GMOs will play role in feeding our world

What you need to know:

  • WFP reports that sub-Saharan Africa has the highest prevalence of hunger with one person in four malnourished. The estimate is that to provide adequate nutrition to the entire world’s population, food production will need to double by 2050.
  • The increase is not just from the literal yield, but even more importantly, from minimising the vulnerability of a plant or animal to extraneous factors. These could be diseases, parasites, climate, and so on.
  • A GMO is one that has had its genetic (DNA) make-up altered. This could entail either removal of genetic material (deletion), addition of from outside the species (insertion), or change in form via use of different agents (mutation).

At the start of my classes in genetics at the University of Nairobi, the professor’s first words were a quote from Jonathan Swift: “And he gave it for his opinion, that whoever could make two ears of corn, or two blades of grass to grow upon a spot of ground where only one grew before, would deserve better of mankind, and do more essential service to his country than the whole race of politicians put together”.

This was, and still is, great wisdom. This is exactly what plant and animal geneticists spend their careers trying to do — increase the yield of food from a finite amount of resource.

The increase is not just from the literal yield, but even more importantly, from minimising the vulnerability of a plant or animal to extraneous factors. These could be diseases, parasites, climate, and so on.

Animal and plant geneticists have worked tirelessly over the years to develop technologies to overcome these impediments. Although the bulk of the improvement has been via the use of selective breeding (artificial selection) techniques, other genetic technologies are becoming ever more important.

An example is genetic engineering that enables the production of genetically modified organisms (GMOs).
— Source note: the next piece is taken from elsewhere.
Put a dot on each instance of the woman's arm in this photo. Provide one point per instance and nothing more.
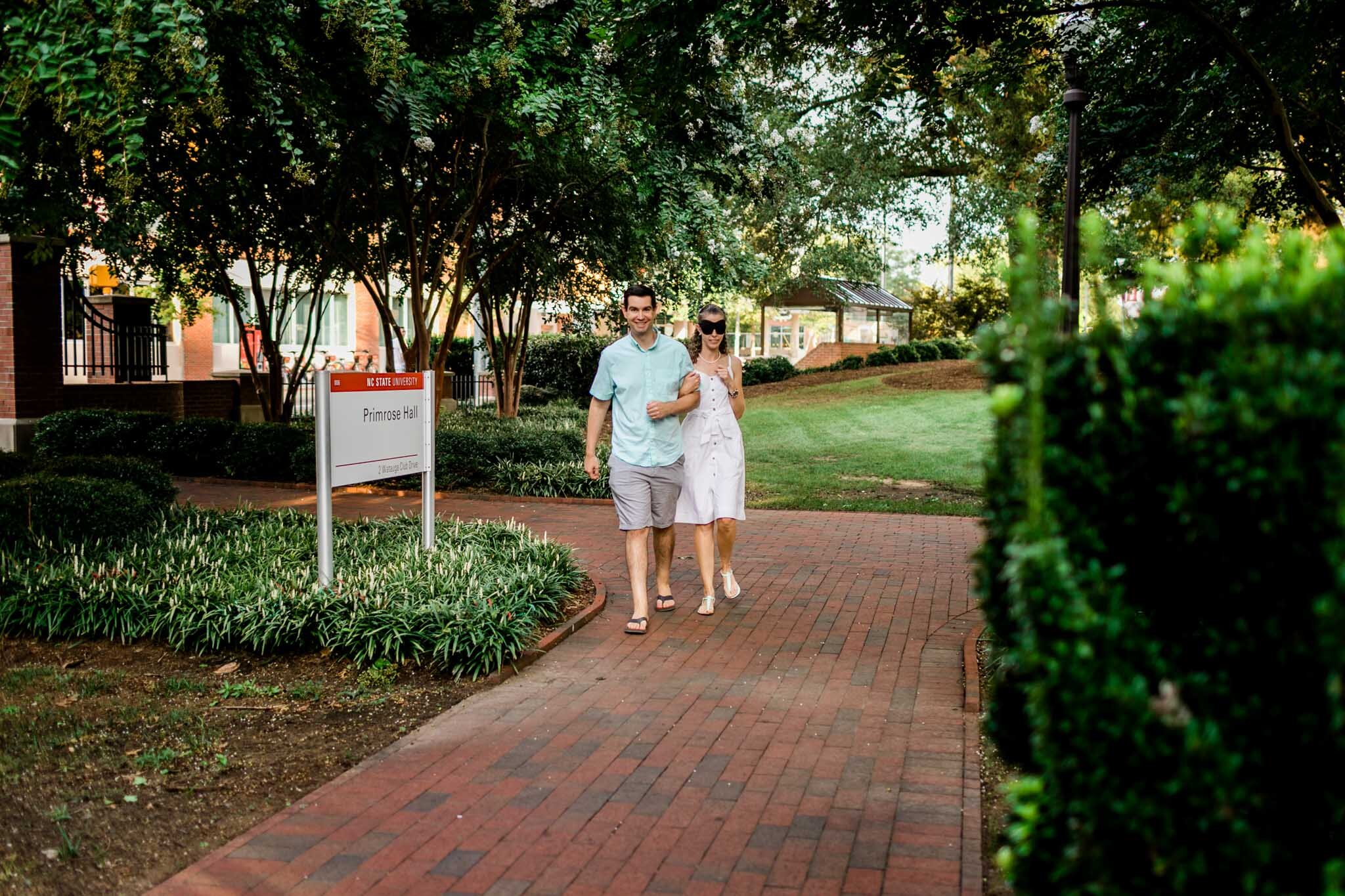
(738, 402)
The debate in Kenya about the safety and acceptability of GMO crops has in the most part been driven by “fear of the unknown”. It has been a case of little, or even lack of knowledge of what the technology is all about or what its value is in feeding an increasing world population — now at 7 billion and expected to exceed 9 billion by 2050.
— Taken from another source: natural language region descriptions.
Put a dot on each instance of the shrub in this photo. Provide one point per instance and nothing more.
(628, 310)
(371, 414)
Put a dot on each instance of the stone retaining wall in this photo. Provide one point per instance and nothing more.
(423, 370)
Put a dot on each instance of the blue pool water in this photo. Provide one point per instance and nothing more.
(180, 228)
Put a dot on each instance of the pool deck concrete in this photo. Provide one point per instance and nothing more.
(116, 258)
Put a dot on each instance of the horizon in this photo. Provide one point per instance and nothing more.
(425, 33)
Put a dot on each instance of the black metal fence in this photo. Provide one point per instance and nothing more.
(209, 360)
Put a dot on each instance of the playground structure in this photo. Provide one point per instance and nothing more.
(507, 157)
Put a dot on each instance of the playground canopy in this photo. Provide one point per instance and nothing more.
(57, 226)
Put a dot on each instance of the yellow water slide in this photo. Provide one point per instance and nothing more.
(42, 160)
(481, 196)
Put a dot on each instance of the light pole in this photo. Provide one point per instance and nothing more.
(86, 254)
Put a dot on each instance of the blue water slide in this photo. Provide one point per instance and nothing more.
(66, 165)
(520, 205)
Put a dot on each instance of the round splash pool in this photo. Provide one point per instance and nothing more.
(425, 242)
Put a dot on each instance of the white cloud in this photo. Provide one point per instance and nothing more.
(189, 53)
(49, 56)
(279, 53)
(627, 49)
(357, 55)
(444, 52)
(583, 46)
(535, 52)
If we assumed that every human being has enough to eat, this means world food production would need to increase by 30 per cent. However, that is far from reality.
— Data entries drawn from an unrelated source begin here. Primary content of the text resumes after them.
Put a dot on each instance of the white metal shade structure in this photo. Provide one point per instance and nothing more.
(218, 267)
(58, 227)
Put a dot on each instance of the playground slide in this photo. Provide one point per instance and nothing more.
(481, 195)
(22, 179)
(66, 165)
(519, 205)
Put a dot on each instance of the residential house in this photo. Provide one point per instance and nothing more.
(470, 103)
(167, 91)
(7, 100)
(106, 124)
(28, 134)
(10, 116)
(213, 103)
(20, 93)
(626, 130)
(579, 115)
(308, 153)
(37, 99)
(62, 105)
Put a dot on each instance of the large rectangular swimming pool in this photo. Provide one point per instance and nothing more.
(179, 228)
According to the WHO, 850 million people (about one in nine) do not have enough food to lead a healthy active lifestyle, and the vast majority of these people live in the developing countries, where 13.5 per cent is undernourished.

GMOs WILL HAVE A BIG ROLE

WFP reports that sub-Saharan Africa has the highest prevalence of hunger with one person in four malnourished. The estimate is that to provide adequate nutrition to the entire world’s population, food production will need to double by 2050.

At the same time due to the rising population the amount of land available for food production is declining. To increase food production, GMOs will have a big role.

A GMO is one that has had its genetic (DNA) make-up altered. This could entail either removal of genetic material (deletion), addition of from outside the species (insertion), or change in form via use of different agents (mutation).

The primary use of genetic modifications is to give plants an ability they did not originally have. A good example is GMO crops that allow farmers to spray their crops with herbicides without harming them.

Other uses have been the development of crops resistant to certain diseases or pests, crops with improved nutritional profiles, and so on. When it comes to food crops, the end result is that for a given amount of land, the yield is higher and at lower costs.

This reduces the overall costs of production and hence food prices, and even more important increases the availability of food.

Dr Charagu is a senior geneticist with Hendrix Genetics, a global leader in livestock genetics.